Soner’in parçayı dinledikten sonra tıpkı Önder gibi arkadaşlarıyla paylaşıp aynı dakikada geçtiğinden ve o parçayı unuttuğundan eminim. Çünkü henüz o parçanın içindeki gizli anlamları keşfedecek olgunlukta değil. Arkadaşı da Soner yaşında, küçük bir çocuk, onun da parçayı kağıda dökerken anlamlarını bilmediğine şüphem yok. Sizin anlayacağınız daha ilkokul 4. sınıf çocukları bunlar. Soner’in arkadaşının annesi olayı öyle bir noktaya getirmiş ki, artık konu çocukların birbirleri ile görüşmemelerine kadar varmış.
“Eee Nevin, anlatsaydın, bu çocuklar henüz çok küçük deseydin. Sizin bir anne olarak böyle bir konuyu dallanıp budaklandırarak çocukların kendilerini bir suçlu gibi hissetmelerine neden olmamanız gerektiğini söyleseydin. Anlamsızca bir gerekçe ile her iki çocuğa da birbirleriyle görüşmemeleri gibi, hak etmedikleri cezalar vermek hiç doğru değil. Üstelik bunlar çok iyi iki arkadaşlar”
“Çok şey söyledim. Soner’in parçada yazan şeylerin anlamını bilmediğini, sayfasında paylaşmasının altında hiçbir art niyet olmayacağını falan söyledim. Ama ikna olmadı. Soner’in aklının başka yönlerde çalıştığını falan ima etti. Ben de bunun üzerine ona ‘sen kendini rahat hissedeceksen görüştürmeyiz’ dedim. Başka ne diyeyim, bilemedim. İkisi de çocuk bunların. Bu kadar toleranssız da olmamak lazım ama, kadını bir türlü ikna edemedim.
“Önder’e sordum bu parçayı nereden aldığını ona da bir başka arkadaşının paylaştığını söyledi”
“Ya işte çocuklar buldukları her şeyi fazla üzerinde düşünmeden paylaşıveriyorlar face bookta”
Soner’e şöyle bir baktım.
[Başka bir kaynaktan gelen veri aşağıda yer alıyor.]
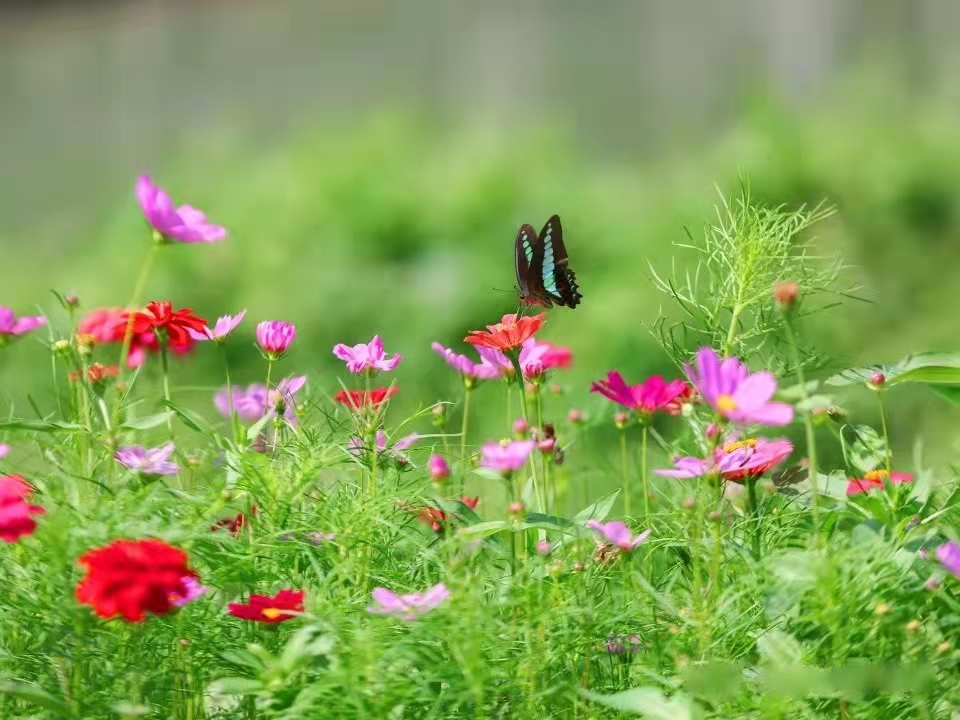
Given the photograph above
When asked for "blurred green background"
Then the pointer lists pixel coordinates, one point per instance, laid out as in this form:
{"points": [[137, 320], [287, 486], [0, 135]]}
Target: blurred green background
{"points": [[372, 161]]}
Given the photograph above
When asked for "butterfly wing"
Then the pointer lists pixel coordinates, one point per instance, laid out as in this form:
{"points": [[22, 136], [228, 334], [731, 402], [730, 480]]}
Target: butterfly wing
{"points": [[528, 261], [557, 280]]}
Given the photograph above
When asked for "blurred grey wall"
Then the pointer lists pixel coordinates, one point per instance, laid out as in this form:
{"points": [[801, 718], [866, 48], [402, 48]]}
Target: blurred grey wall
{"points": [[91, 92]]}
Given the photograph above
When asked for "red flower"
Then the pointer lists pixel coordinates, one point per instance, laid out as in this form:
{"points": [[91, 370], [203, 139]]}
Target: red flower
{"points": [[285, 605], [15, 513], [160, 316], [508, 334], [235, 524], [874, 480], [132, 577], [357, 399]]}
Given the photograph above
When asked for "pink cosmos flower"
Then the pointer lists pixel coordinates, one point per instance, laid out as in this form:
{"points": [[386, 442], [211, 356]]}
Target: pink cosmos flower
{"points": [[275, 337], [736, 394], [224, 326], [506, 458], [470, 370], [147, 461], [617, 533], [16, 514], [12, 327], [191, 591], [438, 468], [407, 607], [648, 397], [874, 480], [184, 224], [949, 556], [366, 356], [734, 460]]}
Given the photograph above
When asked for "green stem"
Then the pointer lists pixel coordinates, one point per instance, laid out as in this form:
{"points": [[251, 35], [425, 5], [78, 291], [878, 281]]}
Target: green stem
{"points": [[808, 430], [464, 425], [624, 479]]}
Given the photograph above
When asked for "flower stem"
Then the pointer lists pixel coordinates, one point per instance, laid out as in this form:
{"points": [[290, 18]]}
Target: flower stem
{"points": [[624, 480], [808, 429], [464, 425]]}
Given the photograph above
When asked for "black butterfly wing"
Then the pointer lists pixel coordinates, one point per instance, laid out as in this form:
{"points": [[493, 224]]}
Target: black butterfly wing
{"points": [[528, 261], [557, 279]]}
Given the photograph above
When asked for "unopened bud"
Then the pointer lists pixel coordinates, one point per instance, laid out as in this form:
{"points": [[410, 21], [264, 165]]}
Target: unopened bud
{"points": [[786, 294]]}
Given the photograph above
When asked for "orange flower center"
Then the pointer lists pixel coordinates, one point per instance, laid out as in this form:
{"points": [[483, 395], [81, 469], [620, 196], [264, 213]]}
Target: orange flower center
{"points": [[739, 445], [725, 404]]}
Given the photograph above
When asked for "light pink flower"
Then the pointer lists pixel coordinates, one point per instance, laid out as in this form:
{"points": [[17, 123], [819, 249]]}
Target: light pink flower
{"points": [[652, 395], [407, 607], [183, 224], [617, 533], [470, 370], [275, 337], [224, 326], [736, 394], [366, 356], [735, 460], [147, 461], [191, 591], [12, 327], [506, 458]]}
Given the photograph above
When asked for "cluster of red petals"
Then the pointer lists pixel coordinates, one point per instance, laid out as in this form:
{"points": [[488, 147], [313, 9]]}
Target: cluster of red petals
{"points": [[285, 605], [234, 524], [160, 316], [16, 514], [129, 578], [508, 334], [359, 399], [874, 481], [96, 372]]}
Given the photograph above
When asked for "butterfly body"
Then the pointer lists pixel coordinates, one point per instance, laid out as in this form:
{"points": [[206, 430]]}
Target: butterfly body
{"points": [[543, 278]]}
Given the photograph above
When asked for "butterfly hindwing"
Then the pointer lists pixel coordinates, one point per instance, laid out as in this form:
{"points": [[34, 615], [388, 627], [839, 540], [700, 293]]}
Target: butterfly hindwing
{"points": [[557, 280]]}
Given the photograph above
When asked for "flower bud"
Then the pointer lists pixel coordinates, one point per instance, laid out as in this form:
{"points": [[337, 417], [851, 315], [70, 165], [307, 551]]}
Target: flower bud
{"points": [[786, 294], [438, 468]]}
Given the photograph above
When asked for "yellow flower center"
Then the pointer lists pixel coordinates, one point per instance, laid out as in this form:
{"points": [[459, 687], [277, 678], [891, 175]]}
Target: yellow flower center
{"points": [[726, 403], [739, 445]]}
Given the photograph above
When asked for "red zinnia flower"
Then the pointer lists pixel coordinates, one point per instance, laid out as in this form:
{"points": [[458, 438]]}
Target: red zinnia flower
{"points": [[509, 334], [285, 605], [132, 577], [175, 323], [874, 481], [15, 513], [358, 399]]}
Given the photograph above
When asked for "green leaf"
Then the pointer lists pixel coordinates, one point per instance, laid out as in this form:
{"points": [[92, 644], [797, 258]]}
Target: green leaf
{"points": [[598, 510], [779, 649], [148, 422], [27, 692], [648, 702]]}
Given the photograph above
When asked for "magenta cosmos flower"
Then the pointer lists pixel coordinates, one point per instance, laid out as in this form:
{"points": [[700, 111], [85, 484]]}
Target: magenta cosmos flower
{"points": [[949, 556], [147, 461], [470, 370], [736, 394], [275, 337], [506, 458], [652, 395], [617, 533], [367, 357], [183, 224], [12, 327], [218, 333], [407, 607], [735, 460]]}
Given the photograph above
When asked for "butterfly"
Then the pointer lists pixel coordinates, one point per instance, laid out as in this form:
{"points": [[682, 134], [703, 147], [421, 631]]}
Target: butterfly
{"points": [[543, 277]]}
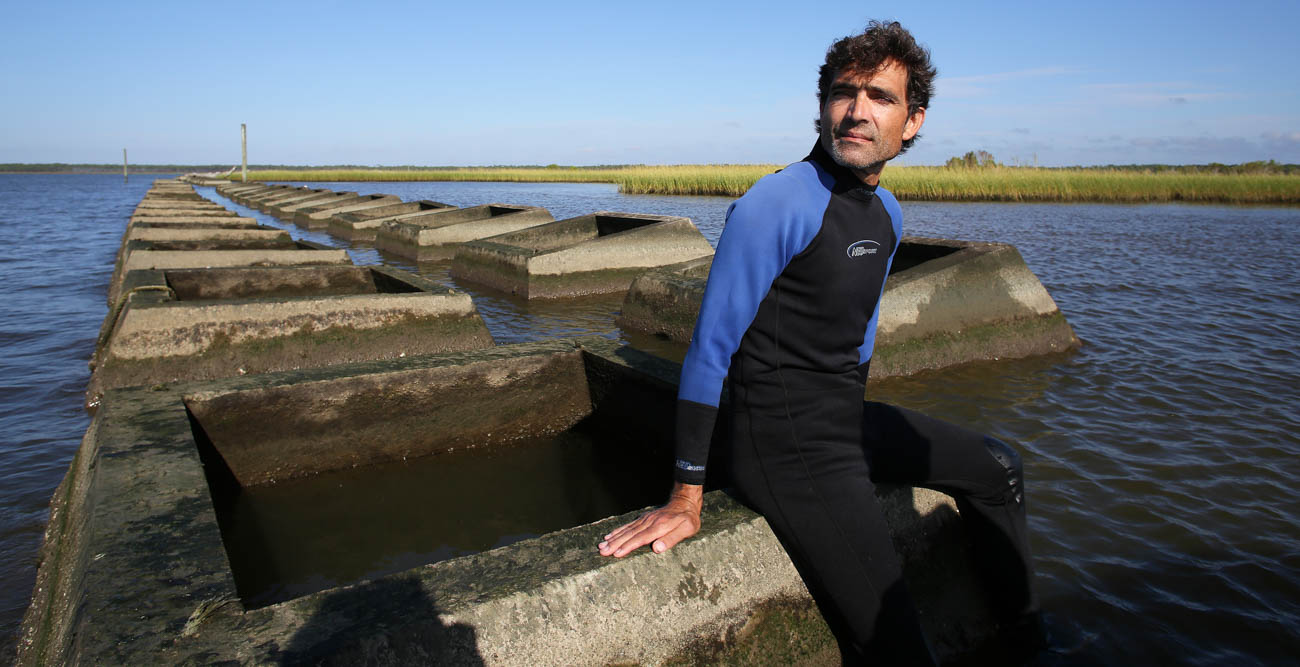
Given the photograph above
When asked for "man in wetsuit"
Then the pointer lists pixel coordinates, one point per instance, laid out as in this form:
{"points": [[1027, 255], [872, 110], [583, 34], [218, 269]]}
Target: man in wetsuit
{"points": [[788, 321]]}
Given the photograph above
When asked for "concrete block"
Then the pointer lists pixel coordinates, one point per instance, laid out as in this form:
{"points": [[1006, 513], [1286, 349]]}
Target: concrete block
{"points": [[945, 303], [434, 234], [251, 198], [360, 225], [273, 203], [196, 222], [195, 259], [317, 216], [155, 233], [593, 254], [142, 566], [285, 211], [198, 324]]}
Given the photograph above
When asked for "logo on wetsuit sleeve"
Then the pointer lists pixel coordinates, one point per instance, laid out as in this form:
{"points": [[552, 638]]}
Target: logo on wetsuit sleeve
{"points": [[863, 247]]}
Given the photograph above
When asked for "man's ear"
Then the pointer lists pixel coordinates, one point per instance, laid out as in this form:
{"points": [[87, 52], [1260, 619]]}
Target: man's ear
{"points": [[914, 124]]}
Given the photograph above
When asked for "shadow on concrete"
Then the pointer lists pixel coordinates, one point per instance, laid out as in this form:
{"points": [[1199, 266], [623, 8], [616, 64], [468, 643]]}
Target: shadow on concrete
{"points": [[386, 622]]}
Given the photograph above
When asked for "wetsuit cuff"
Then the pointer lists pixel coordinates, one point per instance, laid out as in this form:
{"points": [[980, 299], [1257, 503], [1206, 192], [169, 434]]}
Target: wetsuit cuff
{"points": [[694, 431], [863, 369]]}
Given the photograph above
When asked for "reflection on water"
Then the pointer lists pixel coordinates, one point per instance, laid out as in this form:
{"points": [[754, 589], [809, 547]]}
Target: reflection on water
{"points": [[1160, 458], [300, 536]]}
O kadar küçük, o kadar masumdu ki… Arkadaşının annesi kendi oğluna ve Soner’e ‘erken ergenleşmiş bir sapık’ muamelesi yaparken dönüp hiç suratlarına baktı mı diye düşündüm. O sinirle Nevin’e söyledim:
“E o zaman oğluna türkü dinletsin bu kadın”
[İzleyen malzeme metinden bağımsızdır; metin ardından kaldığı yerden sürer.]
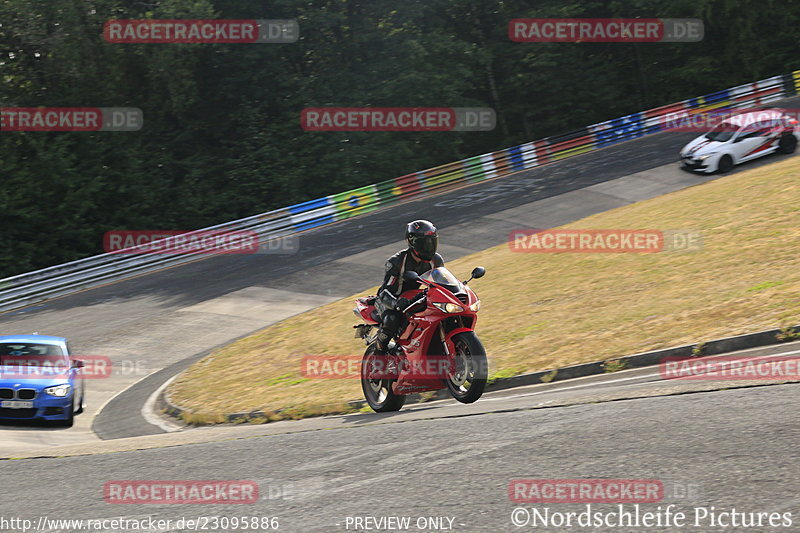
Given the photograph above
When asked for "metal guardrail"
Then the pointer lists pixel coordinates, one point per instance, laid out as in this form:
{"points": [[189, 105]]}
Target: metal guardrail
{"points": [[32, 287]]}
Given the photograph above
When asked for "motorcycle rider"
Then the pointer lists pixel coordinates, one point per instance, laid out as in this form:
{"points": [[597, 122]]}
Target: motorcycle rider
{"points": [[420, 256]]}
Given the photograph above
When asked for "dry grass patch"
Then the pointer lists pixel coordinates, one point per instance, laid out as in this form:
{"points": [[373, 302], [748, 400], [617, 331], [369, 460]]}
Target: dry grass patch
{"points": [[542, 311]]}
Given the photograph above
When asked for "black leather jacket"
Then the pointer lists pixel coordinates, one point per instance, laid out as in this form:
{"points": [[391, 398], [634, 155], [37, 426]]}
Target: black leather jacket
{"points": [[393, 283]]}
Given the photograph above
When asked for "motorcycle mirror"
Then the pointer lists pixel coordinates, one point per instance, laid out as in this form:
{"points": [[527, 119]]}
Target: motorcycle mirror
{"points": [[410, 275], [477, 272]]}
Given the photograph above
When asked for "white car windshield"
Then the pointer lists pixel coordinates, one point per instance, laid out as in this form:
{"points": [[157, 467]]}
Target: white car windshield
{"points": [[442, 276]]}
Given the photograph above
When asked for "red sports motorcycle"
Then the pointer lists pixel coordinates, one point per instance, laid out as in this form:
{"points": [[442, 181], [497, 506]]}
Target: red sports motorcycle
{"points": [[436, 348]]}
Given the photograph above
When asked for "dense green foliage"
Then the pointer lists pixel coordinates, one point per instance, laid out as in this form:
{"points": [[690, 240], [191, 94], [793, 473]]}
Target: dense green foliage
{"points": [[222, 137]]}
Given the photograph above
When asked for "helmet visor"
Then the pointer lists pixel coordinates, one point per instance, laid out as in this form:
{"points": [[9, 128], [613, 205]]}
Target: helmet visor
{"points": [[425, 246]]}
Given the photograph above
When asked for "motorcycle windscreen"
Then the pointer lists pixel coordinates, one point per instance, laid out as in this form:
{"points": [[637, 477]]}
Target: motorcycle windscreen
{"points": [[444, 277]]}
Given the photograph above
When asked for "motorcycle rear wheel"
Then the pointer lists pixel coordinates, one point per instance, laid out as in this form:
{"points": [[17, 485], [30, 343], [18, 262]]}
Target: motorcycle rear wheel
{"points": [[467, 382], [378, 392]]}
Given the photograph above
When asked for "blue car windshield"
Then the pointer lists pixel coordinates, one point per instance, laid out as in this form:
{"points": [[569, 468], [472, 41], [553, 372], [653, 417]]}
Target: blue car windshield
{"points": [[33, 355]]}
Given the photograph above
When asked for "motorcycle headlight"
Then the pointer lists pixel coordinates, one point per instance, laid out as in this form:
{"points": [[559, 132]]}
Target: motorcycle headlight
{"points": [[59, 391], [447, 307]]}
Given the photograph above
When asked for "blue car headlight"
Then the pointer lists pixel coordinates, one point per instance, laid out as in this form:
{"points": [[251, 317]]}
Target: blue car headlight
{"points": [[59, 391]]}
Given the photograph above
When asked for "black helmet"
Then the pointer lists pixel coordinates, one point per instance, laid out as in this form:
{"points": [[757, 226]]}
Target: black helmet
{"points": [[422, 239]]}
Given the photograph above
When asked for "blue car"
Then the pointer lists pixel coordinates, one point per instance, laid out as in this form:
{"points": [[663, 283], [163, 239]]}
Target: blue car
{"points": [[39, 380]]}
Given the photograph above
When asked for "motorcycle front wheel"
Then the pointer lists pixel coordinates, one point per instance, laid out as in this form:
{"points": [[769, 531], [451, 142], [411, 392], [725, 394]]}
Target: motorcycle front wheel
{"points": [[378, 392], [468, 379]]}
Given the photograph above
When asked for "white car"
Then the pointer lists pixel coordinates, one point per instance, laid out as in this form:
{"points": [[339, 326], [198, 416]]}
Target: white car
{"points": [[740, 138]]}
“Valla ne dinletirse dinletsin, ben uzak duruyorum artık, paşa gönlü bilir”
“Aslında türkülerde de az müstehcen mevzular yok.”
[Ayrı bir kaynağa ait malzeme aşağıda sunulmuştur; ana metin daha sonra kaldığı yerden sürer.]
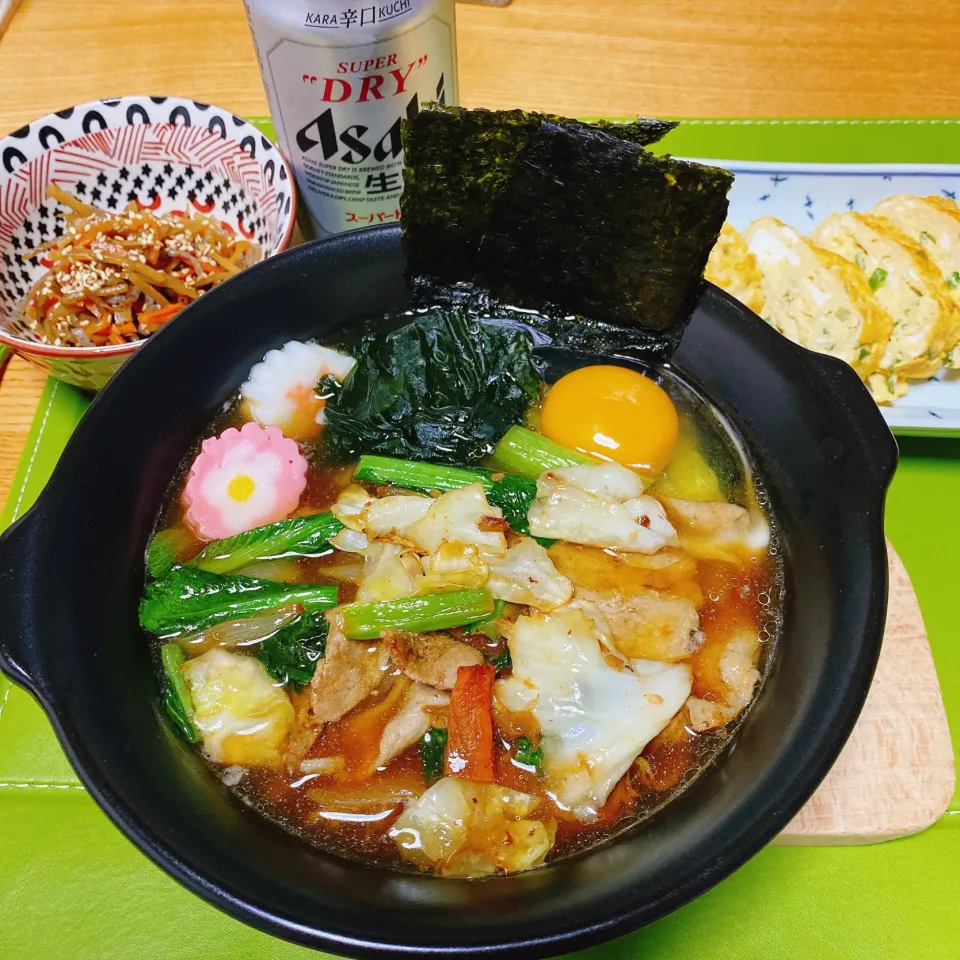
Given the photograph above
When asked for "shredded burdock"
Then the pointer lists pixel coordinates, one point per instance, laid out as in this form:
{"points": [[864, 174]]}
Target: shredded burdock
{"points": [[115, 278]]}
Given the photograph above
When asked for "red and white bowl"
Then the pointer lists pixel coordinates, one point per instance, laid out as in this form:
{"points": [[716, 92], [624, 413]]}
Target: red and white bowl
{"points": [[165, 153]]}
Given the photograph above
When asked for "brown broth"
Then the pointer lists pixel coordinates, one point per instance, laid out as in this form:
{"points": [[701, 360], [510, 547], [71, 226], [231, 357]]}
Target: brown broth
{"points": [[729, 597]]}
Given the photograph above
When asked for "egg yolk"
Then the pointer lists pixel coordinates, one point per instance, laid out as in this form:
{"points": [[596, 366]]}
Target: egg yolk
{"points": [[612, 413]]}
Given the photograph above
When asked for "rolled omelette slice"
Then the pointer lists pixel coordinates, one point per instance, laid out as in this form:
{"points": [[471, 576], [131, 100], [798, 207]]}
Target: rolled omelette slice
{"points": [[817, 298], [933, 223], [908, 285], [734, 268]]}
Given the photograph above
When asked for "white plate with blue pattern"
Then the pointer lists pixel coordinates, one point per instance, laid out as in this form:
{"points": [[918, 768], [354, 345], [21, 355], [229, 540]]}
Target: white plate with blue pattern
{"points": [[803, 194]]}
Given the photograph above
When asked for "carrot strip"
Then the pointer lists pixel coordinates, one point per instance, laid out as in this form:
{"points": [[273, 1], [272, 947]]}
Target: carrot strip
{"points": [[162, 315], [470, 724], [77, 206]]}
“Var tabi, Halime’yi samanlıkta bastılar şalvarını gül dalına astılar nasıl mesela”
“Hiç sorma, bu şarkıyı her dinleyişimde Halime’nin samanlıktaki namüsait durumu aklıma gelir”
“Yoksa sen de mi şarkıların içinde alt anlamları özellikle arayıp bulan, çıkarıp kağıda yazan, sonra da üzerinde fikir yürütenlerdensin?”
“Bilmem, biz buna hayal gücüm fazla geniş diyelim istersen”
“Diyelim bakalım”
Başladık Nevin’le karşılıklı atışmaya…
“İndim derelerine bilmem nerelerine, kaytan bıyıklarımı sürtem nerelerine… En son Mahsun söylüyordu galiba”
“Oy farfara farfara ateş düştü şalvara, nasıl ama”
“Ar gelir Osman Ağa ar gelir, Safiye’ye bu karyola dar gelir”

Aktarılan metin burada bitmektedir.